After determining that no webpage coding information is recorded in the current data segment in the above manner, decoding the next data segment adjacent to the current data segment by using the preset coding information to judge whether the webpage coding information is recorded therein, if so, the processing manner is the same as that of the above processing manner after determining that the webpage coding information is recorded in the current data segment until determining the coding information actually used by the webpage.
In addition, after the current data segment is decoded by the preset coding information, if the current data segment is completely decoded by the preset coding information and the webpage coding information recorded in the current data segment is the same as the preset coding information, the preset coding information can be determined as the coding information actually used by the webpage without re-decoding the current data segment by the webpage coding information recorded in the current data segment, and further, other data segments in the webpage response data can be decoded by the preset coding information, and the webpage information obtained after decoding is stored.

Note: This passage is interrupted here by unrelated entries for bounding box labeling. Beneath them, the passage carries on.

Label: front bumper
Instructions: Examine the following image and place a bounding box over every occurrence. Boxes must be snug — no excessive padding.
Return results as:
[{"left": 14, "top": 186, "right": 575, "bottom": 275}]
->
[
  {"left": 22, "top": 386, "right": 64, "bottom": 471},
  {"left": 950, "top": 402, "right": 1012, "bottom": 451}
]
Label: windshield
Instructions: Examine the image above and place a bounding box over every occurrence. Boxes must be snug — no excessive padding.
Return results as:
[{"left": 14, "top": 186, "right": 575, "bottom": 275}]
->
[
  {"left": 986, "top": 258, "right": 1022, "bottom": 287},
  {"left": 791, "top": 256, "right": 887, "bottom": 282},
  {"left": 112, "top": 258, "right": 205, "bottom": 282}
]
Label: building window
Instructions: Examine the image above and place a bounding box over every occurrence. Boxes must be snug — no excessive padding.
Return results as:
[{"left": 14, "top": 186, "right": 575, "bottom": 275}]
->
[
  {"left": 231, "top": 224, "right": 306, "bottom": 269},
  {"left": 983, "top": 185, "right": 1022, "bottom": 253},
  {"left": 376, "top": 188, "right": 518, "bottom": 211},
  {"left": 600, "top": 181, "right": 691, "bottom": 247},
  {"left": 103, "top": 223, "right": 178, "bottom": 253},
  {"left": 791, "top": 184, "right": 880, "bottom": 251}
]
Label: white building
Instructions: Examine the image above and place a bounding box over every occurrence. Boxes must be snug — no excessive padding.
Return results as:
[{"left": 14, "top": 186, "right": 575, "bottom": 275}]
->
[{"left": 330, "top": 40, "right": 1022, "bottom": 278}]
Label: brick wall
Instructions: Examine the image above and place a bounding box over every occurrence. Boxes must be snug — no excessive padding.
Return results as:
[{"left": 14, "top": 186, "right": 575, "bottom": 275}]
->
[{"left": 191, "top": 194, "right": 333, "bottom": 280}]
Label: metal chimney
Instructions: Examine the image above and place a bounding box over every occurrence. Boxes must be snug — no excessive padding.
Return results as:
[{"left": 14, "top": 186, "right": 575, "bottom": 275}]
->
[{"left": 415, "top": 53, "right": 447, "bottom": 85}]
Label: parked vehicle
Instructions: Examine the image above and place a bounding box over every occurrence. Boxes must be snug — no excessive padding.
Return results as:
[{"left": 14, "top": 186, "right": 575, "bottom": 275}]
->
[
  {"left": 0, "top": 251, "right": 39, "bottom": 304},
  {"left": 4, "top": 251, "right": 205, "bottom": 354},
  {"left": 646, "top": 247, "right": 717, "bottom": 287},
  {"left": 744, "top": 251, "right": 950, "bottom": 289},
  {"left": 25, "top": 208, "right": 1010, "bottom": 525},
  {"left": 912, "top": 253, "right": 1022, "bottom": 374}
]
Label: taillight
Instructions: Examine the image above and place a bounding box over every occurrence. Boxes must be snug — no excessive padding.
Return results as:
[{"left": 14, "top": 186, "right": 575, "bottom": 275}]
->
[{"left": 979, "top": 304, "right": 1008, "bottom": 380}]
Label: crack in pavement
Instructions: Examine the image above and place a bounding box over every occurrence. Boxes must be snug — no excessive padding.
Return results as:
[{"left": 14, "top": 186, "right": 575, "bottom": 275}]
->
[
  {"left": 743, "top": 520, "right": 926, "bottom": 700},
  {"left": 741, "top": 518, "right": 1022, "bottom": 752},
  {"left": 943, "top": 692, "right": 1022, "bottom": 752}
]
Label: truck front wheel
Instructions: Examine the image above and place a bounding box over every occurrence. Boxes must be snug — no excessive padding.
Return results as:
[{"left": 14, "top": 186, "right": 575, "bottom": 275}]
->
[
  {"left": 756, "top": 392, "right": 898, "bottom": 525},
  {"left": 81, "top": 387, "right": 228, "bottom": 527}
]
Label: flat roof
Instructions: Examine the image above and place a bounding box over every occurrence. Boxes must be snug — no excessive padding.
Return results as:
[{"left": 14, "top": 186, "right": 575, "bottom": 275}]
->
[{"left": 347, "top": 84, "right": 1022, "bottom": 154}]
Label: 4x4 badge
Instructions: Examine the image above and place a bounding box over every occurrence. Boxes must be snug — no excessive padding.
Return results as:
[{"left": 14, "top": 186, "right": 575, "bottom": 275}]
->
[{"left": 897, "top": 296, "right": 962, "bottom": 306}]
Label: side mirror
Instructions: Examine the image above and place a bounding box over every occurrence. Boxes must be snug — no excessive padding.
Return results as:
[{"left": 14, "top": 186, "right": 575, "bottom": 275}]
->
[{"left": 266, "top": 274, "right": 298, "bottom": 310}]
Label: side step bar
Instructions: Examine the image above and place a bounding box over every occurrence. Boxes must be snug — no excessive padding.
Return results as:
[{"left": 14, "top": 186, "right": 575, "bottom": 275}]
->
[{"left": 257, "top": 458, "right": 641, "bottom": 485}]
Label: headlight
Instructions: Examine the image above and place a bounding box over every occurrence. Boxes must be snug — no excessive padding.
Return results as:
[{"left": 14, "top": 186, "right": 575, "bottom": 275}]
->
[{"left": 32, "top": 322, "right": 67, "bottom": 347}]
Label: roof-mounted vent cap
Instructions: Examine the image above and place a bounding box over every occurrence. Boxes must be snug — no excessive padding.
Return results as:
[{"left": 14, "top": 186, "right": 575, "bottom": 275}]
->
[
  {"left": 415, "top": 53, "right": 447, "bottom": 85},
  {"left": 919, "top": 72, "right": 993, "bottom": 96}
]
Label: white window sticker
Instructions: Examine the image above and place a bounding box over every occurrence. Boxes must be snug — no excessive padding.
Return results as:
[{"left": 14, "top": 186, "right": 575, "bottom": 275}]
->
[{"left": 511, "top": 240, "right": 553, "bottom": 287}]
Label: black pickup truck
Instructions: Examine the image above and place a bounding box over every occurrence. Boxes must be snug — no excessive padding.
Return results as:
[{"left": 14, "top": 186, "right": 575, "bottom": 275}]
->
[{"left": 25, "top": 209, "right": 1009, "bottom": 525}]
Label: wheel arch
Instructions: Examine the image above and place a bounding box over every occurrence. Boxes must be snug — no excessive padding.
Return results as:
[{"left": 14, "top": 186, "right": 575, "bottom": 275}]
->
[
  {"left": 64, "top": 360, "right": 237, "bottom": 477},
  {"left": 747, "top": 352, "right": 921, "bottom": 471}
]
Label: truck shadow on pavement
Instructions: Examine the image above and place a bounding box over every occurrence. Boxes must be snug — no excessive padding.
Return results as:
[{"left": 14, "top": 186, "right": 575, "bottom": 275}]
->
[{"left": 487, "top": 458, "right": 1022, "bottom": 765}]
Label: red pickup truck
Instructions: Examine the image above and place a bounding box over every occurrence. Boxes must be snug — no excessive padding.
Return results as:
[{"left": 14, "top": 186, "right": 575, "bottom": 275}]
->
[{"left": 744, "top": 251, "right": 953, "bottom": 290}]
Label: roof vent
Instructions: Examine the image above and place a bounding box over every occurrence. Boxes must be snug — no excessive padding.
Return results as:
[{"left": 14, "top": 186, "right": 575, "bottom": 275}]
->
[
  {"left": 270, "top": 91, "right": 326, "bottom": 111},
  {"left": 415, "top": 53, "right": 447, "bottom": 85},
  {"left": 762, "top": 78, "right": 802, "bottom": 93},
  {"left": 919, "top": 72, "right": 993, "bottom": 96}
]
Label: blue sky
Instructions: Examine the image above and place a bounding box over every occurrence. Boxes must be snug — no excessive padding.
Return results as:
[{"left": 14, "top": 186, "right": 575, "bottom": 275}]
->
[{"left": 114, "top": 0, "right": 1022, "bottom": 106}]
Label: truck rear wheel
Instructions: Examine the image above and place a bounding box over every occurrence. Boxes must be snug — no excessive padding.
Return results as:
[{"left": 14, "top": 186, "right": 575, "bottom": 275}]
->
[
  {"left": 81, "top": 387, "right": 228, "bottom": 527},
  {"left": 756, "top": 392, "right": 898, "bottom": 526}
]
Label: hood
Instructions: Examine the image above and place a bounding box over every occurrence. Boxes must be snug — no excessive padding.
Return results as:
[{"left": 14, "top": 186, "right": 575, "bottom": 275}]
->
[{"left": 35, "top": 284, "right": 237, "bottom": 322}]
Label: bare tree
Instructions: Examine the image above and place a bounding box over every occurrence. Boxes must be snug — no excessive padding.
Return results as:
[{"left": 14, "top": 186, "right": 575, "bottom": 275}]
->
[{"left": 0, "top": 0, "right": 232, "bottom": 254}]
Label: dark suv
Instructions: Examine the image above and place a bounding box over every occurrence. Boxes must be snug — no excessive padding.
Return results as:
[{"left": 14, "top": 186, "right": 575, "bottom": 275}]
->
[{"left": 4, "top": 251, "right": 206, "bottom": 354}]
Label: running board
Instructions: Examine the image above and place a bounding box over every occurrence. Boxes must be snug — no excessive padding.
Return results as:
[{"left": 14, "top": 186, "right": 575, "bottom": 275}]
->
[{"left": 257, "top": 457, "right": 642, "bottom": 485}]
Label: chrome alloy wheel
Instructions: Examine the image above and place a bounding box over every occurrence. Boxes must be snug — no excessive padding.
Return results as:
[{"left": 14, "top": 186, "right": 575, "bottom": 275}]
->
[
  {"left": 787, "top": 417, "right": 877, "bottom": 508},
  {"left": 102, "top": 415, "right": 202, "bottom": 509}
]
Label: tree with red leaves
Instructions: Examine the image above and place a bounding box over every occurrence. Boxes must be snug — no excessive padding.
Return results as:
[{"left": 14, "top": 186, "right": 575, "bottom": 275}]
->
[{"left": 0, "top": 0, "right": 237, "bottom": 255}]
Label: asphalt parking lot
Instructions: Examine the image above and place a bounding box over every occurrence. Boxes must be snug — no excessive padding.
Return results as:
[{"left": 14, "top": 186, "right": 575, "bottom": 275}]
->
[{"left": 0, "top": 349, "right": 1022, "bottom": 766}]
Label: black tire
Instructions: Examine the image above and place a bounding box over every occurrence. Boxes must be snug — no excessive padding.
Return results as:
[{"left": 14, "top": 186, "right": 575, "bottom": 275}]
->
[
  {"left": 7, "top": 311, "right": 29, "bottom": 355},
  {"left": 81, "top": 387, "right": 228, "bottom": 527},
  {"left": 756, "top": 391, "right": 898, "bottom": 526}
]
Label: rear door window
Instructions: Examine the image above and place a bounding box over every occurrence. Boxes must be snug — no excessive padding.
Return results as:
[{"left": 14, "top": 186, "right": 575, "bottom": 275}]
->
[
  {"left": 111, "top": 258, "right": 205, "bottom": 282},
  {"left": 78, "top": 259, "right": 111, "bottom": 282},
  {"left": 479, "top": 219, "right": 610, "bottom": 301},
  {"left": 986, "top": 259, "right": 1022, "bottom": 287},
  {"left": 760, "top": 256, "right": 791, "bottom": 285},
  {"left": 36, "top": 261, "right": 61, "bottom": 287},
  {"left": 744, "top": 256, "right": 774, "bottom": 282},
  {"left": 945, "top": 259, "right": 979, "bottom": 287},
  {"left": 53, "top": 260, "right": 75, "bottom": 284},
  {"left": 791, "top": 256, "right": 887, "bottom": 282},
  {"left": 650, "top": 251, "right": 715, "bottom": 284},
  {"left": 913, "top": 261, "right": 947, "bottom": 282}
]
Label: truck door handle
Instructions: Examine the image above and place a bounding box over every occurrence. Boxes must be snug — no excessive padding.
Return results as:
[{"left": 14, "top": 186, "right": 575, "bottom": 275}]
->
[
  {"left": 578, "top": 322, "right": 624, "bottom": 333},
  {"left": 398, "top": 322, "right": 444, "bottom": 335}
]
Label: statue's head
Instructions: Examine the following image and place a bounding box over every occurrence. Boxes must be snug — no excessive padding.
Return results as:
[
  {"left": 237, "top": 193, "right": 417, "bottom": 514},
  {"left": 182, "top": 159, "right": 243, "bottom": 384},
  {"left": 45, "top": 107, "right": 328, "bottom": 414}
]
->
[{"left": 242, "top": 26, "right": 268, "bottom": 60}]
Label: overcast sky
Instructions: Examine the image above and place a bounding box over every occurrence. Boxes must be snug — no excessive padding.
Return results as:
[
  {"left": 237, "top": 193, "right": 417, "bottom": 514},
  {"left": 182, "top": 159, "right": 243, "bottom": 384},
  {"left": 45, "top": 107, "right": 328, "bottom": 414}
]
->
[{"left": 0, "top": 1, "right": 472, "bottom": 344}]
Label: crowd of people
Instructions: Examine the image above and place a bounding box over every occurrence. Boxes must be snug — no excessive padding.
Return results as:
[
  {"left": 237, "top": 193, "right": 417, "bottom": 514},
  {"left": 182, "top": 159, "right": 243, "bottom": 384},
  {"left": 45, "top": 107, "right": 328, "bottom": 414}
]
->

The embodiment of the invention carries out sectional decoding on the webpage response data through the preset coding information to obtain the webpage coding information recorded in the coding field in the webpage data, finds a balance point between the precise matching coding information and the rough matching coding information through the comparison of the preset information and the webpage coding information, and solves the problem of processing resource loss caused by repeatedly decoding all webpage data when the coding information in the webpage response packet is inconsistent with the coding information stated in the webpage data by sacrificing a certain matching accuracy to obtain the webpage information with high real-time performance by the crawler system.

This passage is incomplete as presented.